Basically, it is a room, at several points in the books, that contains junk people have thrown away.  Okay, it is not only junk, but several important items that people want to discard because they are too powerful… just like my memories and emotions.
It was after my first true EMDR session using bilateral stimulation (tracking my therapist’s fingers from right to left) that he chose this “calm down” exercise.  Problem was, he missed a step, the step about me NOT entering the room.  Here I am, eyes closed, staring in a room like the picture above with piles and bookshelves of stuff, chatzkies.  I am poised in front of a wooden bookshelf about 6 feet tall.  It is made of thick rough wood, chunky but worn.  There are a variety of things already on this bookshelf… a diadem, books, a golden snitch… and other various items from the Harry Potter world.  From the corner of my right eye I can see the Vanishing Cabinet Draco Malfoy used and in the corner of my left eye, a Gothic arched opening.  I am intrigued by this opening but need to finish the task at hand.

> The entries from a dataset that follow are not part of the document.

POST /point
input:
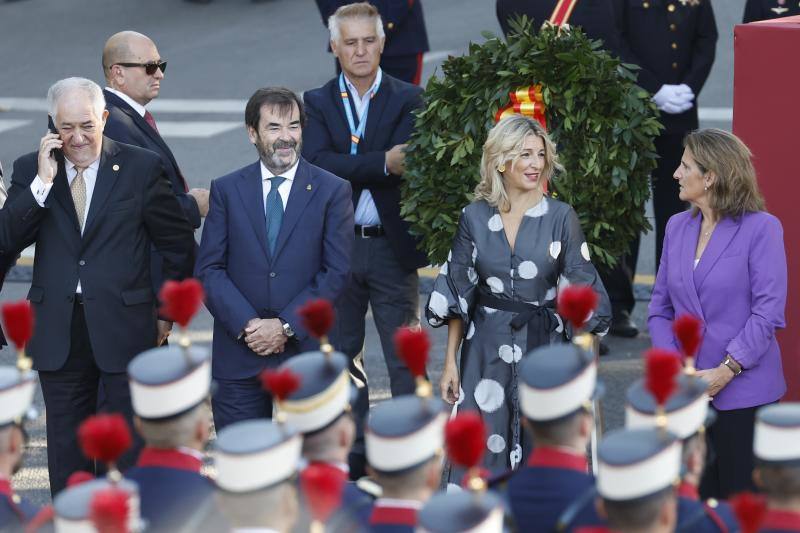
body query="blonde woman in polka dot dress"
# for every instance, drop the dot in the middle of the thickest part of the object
(513, 249)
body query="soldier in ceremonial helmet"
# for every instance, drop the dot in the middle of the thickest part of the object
(257, 462)
(16, 393)
(777, 472)
(557, 386)
(404, 440)
(169, 388)
(688, 415)
(17, 386)
(316, 403)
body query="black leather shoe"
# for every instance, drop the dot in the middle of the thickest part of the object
(623, 326)
(604, 349)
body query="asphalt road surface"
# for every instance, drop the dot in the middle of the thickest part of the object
(218, 55)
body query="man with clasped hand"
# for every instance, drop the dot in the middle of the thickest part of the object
(358, 124)
(279, 233)
(93, 207)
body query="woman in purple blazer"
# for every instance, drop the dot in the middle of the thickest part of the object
(723, 261)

“Place those memories in the Room Of Requirement,” my therapist says.  I take a metallic box, like a small treasure chest and put it on the shelf directly in front of me. “Now close the door to the room.”
Um, uh oh.  “I can’t,” I say, “I’m stuck!”.  He seems slightly perplexed by my statement and asks me to describe further.  “My feet are fused to the floor.  They can’t move.  It’s like a magnetic force is holding me to this spot.”
He thinks a moment, “Hmmm… it seems that maybe you can’t leave these memories behind, that you are too attached to them for now.”
What started out as a calming exercise, now became an anxiety inducing one!  We tabled this exercise for the following week.
So, this past Monday, as I am following his finger from the right to the left, I find myself back in the Room Of Requirement.  I am still fused to that spot with my treasure chest of emotions and memories in front of me, but my eyes are very much focusing on the sunlight coming from the Gothic Arched Opening.  I can turn my head toward it slightly seeing the royal blue skies with the cumulus clouds, rays of sunshine casting shadows over the gray stone floors. 
“Do you feel safe in this room?” he starts.
“Yes, although cold in nature, I am calm.” 
“Do you hear anything?  Can you see anything else?” My therapist asks still moving his fingers.
“I can hear Sophia laughing outside the opening.”
“What do you think that means?”
And the epiphany… “Happiness lies outside this Room.  My daughter, the sun, the fresh air.”
“Can you move?”
As I glance back into my mind, I realize that my feet have shifted to the left toward this opening.  “I haven’t lifted up my feet but I shifted toward the opening.”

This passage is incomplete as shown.